12.2 Subject to your indemnity, and subject to the clause headed ‘Limitation of liability”, we indemnify you against any claim for breach of copyright (including breach of moral rights), infringement of intellectual property rights, defamation, or any other claim arising from the development and supply of the Work by us. We are responsible for obtaining all copyright clearances and intellectual property licences for all materials supplied by us for inclusion in the Work.
13.1 You may terminate our engagement at any time on written notice to us. If our engagement is terminated you must pay us all fees due up to the date of termination and reimburse all expenses incurred up to that date.

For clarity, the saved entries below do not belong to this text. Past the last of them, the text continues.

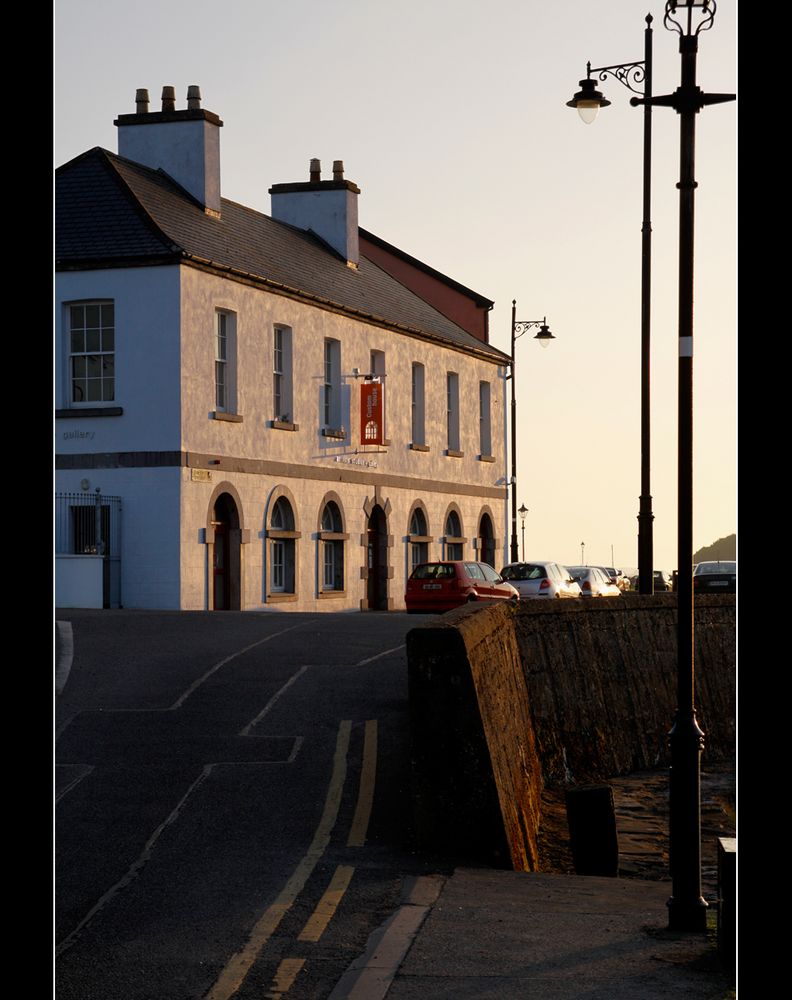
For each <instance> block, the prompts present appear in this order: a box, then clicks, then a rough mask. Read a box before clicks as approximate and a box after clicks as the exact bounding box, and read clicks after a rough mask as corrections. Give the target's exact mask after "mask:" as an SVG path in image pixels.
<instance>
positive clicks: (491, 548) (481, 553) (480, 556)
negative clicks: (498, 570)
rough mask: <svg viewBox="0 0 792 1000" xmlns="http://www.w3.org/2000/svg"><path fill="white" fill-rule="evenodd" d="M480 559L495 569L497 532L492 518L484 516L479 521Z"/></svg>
mask: <svg viewBox="0 0 792 1000" xmlns="http://www.w3.org/2000/svg"><path fill="white" fill-rule="evenodd" d="M479 553H480V554H479V559H480V560H481V562H485V563H489V565H490V566H492V568H493V569H495V532H494V530H493V528H492V518H491V517H490V516H489V514H486V513H485V514H482V515H481V520H480V521H479Z"/></svg>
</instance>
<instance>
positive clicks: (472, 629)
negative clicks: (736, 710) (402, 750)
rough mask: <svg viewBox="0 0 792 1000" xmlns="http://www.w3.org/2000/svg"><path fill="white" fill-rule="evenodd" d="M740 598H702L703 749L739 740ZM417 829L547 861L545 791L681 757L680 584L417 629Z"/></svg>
mask: <svg viewBox="0 0 792 1000" xmlns="http://www.w3.org/2000/svg"><path fill="white" fill-rule="evenodd" d="M735 603H736V602H735V598H734V596H733V595H723V596H720V595H719V596H702V597H697V598H696V633H695V637H696V648H695V657H696V668H695V669H696V708H697V718H698V721H699V725H700V726H701V728H702V729H703V730H704V733H705V750H704V755H703V758H702V762H703V763H706V762H707V761H722V760H729V759H731V758H733V756H734V753H735V718H736V704H735V700H736V696H735V660H736V643H735V629H736V625H735ZM407 656H408V670H409V699H410V726H411V757H412V799H413V813H414V821H415V830H416V835H417V838H418V840H419V842H421V843H422V844H423V845H424V846H434V847H436V848H439V849H442V850H445V851H449V850H450V851H453V852H455V853H456V854H457V855H458V856H461V857H464V858H470V859H477V860H479V861H486V862H487V863H490V864H495V865H500V866H506V867H512V868H514V869H515V870H518V871H531V870H535V868H536V866H537V863H538V853H537V833H538V829H539V823H540V820H541V815H540V802H541V793H542V790H543V787H544V786H545V785H548V786H552V785H563V786H570V785H575V784H580V783H585V782H589V781H595V780H603V779H606V778H608V777H615V776H616V775H620V774H627V773H629V772H631V771H637V770H643V769H647V768H652V767H657V766H661V765H665V764H667V763H668V749H667V739H668V731H669V729H670V728H671V725H672V723H673V718H674V713H675V709H676V669H677V667H676V595H673V594H669V595H665V594H663V595H656V596H653V597H639V596H636V595H630V596H629V597H625V598H622V599H620V600H618V601H616V600H608V601H606V600H603V601H584V600H579V601H555V602H552V603H551V602H547V603H543V602H540V601H524V602H522V603H521V604H520V605H519V606H518V607H517V608H516V609H514V608H512V607H508V606H505V605H489V606H485V607H476V606H471V607H468V608H462V609H459V610H458V611H454V612H451V613H449V614H447V615H444V616H443V617H442V618H439V619H432V621H430V622H427V623H426V624H425V625H422V626H419V627H417V628H415V629H413V630H412V631H410V632H409V633H408V636H407Z"/></svg>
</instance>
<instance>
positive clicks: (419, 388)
mask: <svg viewBox="0 0 792 1000" xmlns="http://www.w3.org/2000/svg"><path fill="white" fill-rule="evenodd" d="M424 372H425V369H424V366H423V365H420V364H418V363H417V362H414V363H413V371H412V443H413V444H419V445H423V444H426V440H425V439H426V420H425V401H424Z"/></svg>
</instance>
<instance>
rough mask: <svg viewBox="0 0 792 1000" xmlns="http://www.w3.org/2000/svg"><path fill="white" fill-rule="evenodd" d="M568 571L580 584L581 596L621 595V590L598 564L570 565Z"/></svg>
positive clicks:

13.2 We may terminate our engagement if you commit any material breach of these Terms which is incapable of being remedied; or if you commit any material breach of these Terms which is not remedied within five days of us giving you written notice of the breach; or if you become insolven; or if a recevier or manager of any of your assets is appointed, or an order is made or resolution passed for your liquidation.
13.3 Any termination of our engagement will be without prejudice to any rights of either of us accrued up to the date of termination including any rights, powers or remedies available to either of us in contract, at law or in equity, and will not terminate clauses of these Terms which, by their nature are intended to survive expiry or termination.
14. Right of exhibition
You grant us the right to refer to you and the Work undertaken for you for the purpose of promoting our business.
Our relationship is governed by New Zealand law. We both agree to use reasonable efforts to resolve any dispute arising between us through good faith negotiations. If either of us needs to resort to the courts, New Zealand courts have exclusive jurisdiction.
16. Future work and amendments
Unless we agree otherwise in writing, these Terms will apply to all work we may do for you in future. From time to time we may revise these Terms. The revised terms will apply to any requests for work we receive after they have been given or made available to you.
17. Entire agreement
These Terms and our proposal or any resulting statement of work or similar documentation constitute the entire agreement between us, and supersede all prior communications, representations, agreement or understandings, either verbal or written.